Spiking mortgage rates are pricing poorer Americans out of the housing market – with a third of all homes bought in cash, Redfin says

Home for sale sign
Over a third of homebuyers are choosing to pay all-cash, according to data from Redfin.
  • Mortgage rates have soared north of 7% in recent months, driven higher by the Federal Reserve's war on inflation.
  • Loans are so expensive that many poorer Americans have been priced out of the housing market.
  • One-in-three homebuyers are paying all-cash rather than taking out a mortgage, according to data from Redfin.

More than a third of homes are being bought in cash, according to data from Redfin, with low affordability and high mortgage rates pricing poorer Americans out of the housing market.

September saw the highest rate of all-cash transactions – 34.1% – since 2014, the real-estate brokerage found, in an analysis of 40 of the US's most-populated cities.

That's a sign that wealthier Americans are making up a greater share of homebuyers with sky-high mortgage rates pricing out the rest of the population, Redfin said.

"All-cash purchases are making up a bigger piece of the homebuying pie for two major reasons," data journalist Dana Anderson wrote in the brokerage's report.

"Affluent Americans who can afford to pay cash are more apt to buy homes in such an expensive housing market, when the income necessary to buy a home is higher than ever before, and elevated mortgage rates make buying a home in cash and avoiding interest altogether more attractive," she added.

US housing affordability fell to the lowest level since 1985 over the third quarter, according to data the National Association of Realtors shared with Business Insider.

Soaring mortgage rates are one factor that's made buying a home so expensive.

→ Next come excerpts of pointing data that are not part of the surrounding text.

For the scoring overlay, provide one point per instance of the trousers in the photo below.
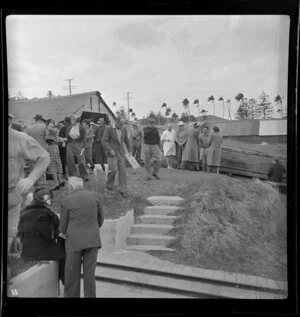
(151, 159)
(73, 151)
(87, 257)
(117, 164)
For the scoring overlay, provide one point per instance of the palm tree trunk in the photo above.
(223, 109)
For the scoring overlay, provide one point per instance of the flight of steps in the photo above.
(152, 233)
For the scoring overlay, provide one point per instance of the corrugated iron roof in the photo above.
(56, 108)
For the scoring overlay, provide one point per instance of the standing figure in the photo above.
(75, 148)
(214, 151)
(100, 157)
(55, 166)
(37, 130)
(152, 154)
(21, 147)
(204, 145)
(181, 138)
(113, 142)
(38, 230)
(168, 139)
(136, 141)
(80, 219)
(190, 156)
(63, 146)
(89, 135)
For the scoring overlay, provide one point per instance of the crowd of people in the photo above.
(70, 151)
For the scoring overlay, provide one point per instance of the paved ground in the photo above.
(144, 260)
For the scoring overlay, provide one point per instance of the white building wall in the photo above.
(273, 127)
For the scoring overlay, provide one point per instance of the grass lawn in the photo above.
(227, 224)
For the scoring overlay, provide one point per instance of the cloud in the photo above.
(139, 35)
(115, 57)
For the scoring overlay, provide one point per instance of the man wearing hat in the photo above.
(113, 141)
(37, 130)
(136, 141)
(152, 152)
(180, 144)
(99, 152)
(63, 146)
(89, 135)
(21, 147)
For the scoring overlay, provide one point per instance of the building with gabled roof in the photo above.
(57, 108)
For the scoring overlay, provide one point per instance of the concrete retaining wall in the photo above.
(114, 231)
(40, 280)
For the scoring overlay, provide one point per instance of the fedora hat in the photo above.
(39, 117)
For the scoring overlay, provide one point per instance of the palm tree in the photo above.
(221, 99)
(278, 99)
(212, 99)
(197, 105)
(239, 97)
(228, 108)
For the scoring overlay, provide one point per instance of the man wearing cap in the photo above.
(114, 138)
(76, 142)
(204, 145)
(21, 147)
(37, 130)
(89, 135)
(136, 141)
(63, 145)
(100, 157)
(180, 144)
(152, 152)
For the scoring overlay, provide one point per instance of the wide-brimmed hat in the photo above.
(39, 117)
(41, 193)
(100, 119)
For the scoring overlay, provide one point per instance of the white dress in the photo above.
(169, 138)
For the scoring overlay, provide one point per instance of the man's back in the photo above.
(81, 218)
(38, 132)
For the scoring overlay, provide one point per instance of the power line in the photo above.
(70, 85)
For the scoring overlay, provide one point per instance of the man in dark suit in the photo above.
(114, 140)
(80, 219)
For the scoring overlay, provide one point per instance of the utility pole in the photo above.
(70, 85)
(128, 98)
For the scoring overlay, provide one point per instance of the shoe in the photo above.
(125, 195)
(55, 188)
(62, 184)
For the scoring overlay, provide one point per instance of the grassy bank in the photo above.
(232, 225)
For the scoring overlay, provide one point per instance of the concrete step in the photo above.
(160, 210)
(149, 239)
(150, 229)
(145, 248)
(178, 285)
(157, 219)
(165, 200)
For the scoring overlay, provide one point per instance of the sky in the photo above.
(158, 59)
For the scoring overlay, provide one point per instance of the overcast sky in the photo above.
(156, 58)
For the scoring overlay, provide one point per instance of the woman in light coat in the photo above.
(168, 139)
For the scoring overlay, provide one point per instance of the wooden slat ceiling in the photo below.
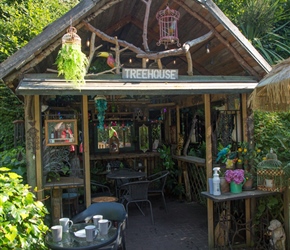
(230, 54)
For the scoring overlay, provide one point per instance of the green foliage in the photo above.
(172, 183)
(72, 62)
(264, 22)
(21, 217)
(15, 160)
(22, 20)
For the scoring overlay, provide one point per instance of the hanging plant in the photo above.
(71, 61)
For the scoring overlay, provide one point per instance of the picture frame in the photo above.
(61, 132)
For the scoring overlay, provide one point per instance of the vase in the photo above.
(248, 184)
(236, 188)
(225, 186)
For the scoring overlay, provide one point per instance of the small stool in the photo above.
(104, 199)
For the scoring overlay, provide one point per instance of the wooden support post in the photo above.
(186, 182)
(86, 150)
(56, 205)
(30, 140)
(286, 199)
(38, 147)
(244, 117)
(208, 164)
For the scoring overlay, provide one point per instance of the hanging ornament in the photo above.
(71, 61)
(101, 106)
(168, 31)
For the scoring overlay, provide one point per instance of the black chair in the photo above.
(112, 211)
(157, 184)
(136, 192)
(98, 190)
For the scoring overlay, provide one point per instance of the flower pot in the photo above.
(248, 184)
(225, 187)
(236, 188)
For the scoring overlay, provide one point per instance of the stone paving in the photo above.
(184, 226)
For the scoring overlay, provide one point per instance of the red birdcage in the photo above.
(167, 20)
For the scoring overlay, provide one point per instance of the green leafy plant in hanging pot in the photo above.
(71, 61)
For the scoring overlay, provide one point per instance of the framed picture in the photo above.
(61, 132)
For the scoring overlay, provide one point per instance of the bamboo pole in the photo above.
(208, 164)
(86, 150)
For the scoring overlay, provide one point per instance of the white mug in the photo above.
(104, 226)
(269, 183)
(66, 223)
(56, 232)
(96, 219)
(90, 233)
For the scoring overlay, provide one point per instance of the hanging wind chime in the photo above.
(168, 31)
(101, 107)
(71, 61)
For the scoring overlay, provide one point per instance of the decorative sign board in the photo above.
(146, 74)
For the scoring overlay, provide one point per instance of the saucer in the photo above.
(82, 233)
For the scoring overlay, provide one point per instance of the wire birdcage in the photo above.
(270, 174)
(167, 20)
(71, 37)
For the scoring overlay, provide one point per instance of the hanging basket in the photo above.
(71, 61)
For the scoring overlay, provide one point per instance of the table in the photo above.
(56, 198)
(71, 242)
(104, 199)
(124, 175)
(226, 214)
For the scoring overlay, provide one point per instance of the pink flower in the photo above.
(236, 175)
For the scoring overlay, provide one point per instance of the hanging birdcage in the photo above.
(71, 37)
(270, 174)
(167, 20)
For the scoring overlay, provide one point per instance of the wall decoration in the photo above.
(61, 132)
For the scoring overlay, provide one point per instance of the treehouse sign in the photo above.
(150, 74)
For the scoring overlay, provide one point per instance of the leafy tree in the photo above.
(21, 216)
(264, 22)
(21, 20)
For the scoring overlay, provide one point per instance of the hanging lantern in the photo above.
(167, 20)
(270, 174)
(71, 61)
(101, 106)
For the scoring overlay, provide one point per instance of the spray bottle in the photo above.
(216, 182)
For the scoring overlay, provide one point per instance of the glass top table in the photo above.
(70, 241)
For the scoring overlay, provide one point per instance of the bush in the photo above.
(21, 216)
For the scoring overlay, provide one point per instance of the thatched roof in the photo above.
(273, 91)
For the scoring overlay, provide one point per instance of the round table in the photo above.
(70, 241)
(104, 199)
(123, 176)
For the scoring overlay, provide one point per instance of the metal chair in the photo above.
(136, 192)
(98, 189)
(112, 211)
(157, 184)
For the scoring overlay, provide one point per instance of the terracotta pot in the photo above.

The average 30-year fixed-rate mortgage has climbed from 3.2% in January 2021 to 7.4% as of Thursday, per Freddie Mac, driven higher by the Federal Reserve's war on inflation, which has seen the central bank jack up borrowing costs.

Existing homeowners have also opted to cling to the historically low mortgage rates they locked in over the last 15 years. Just 1% of Americans sold their houses over the first half of 2023, starving the market of supply.